If you're a night owl like me, the idea of falling asleep before midnight probably sounds like a pipe dream. But falling into bed in the wee hours is no way to live, either — research shows that it can take a toll on your health, and depriving your body of sleep certainly won't help you power through your to-do list the next day. If you've tried and failed to drift off to sleep earlier, these expert tips can help.
1. Create a Morning Routine
It seems counterintuitive that this would be the first step, but "your rise time 'sets the clock' for bedtime," Lynelle Schneeberg, MD, a sleep psychologist and fellow of the American Academy of Sleep Medicine, told POPSUGAR. Aim to wake up a few minutes earlier every few days until you've reached the time you'd like to be up every morning, then stick to it — even on weekends. (Dr. Schneeberg recommends sleeping no more than an hour or two later than you would on work days.)
Once you're up, "incorporate as many clock setters into the morning routine as possible," she said.

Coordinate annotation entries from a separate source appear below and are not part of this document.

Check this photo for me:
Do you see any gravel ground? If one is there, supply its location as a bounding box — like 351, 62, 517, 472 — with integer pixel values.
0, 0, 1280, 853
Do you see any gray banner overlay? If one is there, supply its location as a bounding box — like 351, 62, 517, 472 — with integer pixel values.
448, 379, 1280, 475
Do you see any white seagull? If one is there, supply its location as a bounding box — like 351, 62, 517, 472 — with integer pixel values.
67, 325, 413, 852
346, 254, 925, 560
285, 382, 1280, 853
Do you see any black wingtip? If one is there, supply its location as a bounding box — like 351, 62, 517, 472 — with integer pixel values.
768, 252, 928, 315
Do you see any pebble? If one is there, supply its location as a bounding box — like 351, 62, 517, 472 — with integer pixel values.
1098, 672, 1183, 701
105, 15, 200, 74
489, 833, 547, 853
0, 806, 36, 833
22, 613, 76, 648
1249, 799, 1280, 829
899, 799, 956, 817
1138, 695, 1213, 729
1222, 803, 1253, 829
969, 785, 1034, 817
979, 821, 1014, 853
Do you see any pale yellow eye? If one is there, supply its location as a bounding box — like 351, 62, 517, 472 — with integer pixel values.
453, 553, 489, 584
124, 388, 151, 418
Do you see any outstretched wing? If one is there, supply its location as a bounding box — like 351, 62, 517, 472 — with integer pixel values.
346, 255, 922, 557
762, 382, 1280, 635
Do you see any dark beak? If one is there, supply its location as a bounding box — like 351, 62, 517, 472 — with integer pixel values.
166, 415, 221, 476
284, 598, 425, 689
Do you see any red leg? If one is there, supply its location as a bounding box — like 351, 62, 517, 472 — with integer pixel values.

In particular, being exposed to natural light in the morning will help set your internal clock. "Go outdoors to have coffee and breakfast (for example, on the porch or deck or patio) and take a short walk or do some stretches," Dr. Schneeberg suggested.
2. Power Down in the Evenings
Just as light in the mornings can help jumpstart your internal clock, dialing it back can help prepare your body for sleep. "The key is to allow the body an eight-hour window during which sleep is possible," Alex Dimitriu, MD, founder of Menlo Park Psychiatry & Sleep Medicine, told POPSUGAR. That means turning off your devices at least eight hours (and ideally more) before your intended wake time, since blue light can disrupt the production of melatonin. "In the absence of such stimulation, people inevitably get sleepy and end up getting more of the sleep they need," he said.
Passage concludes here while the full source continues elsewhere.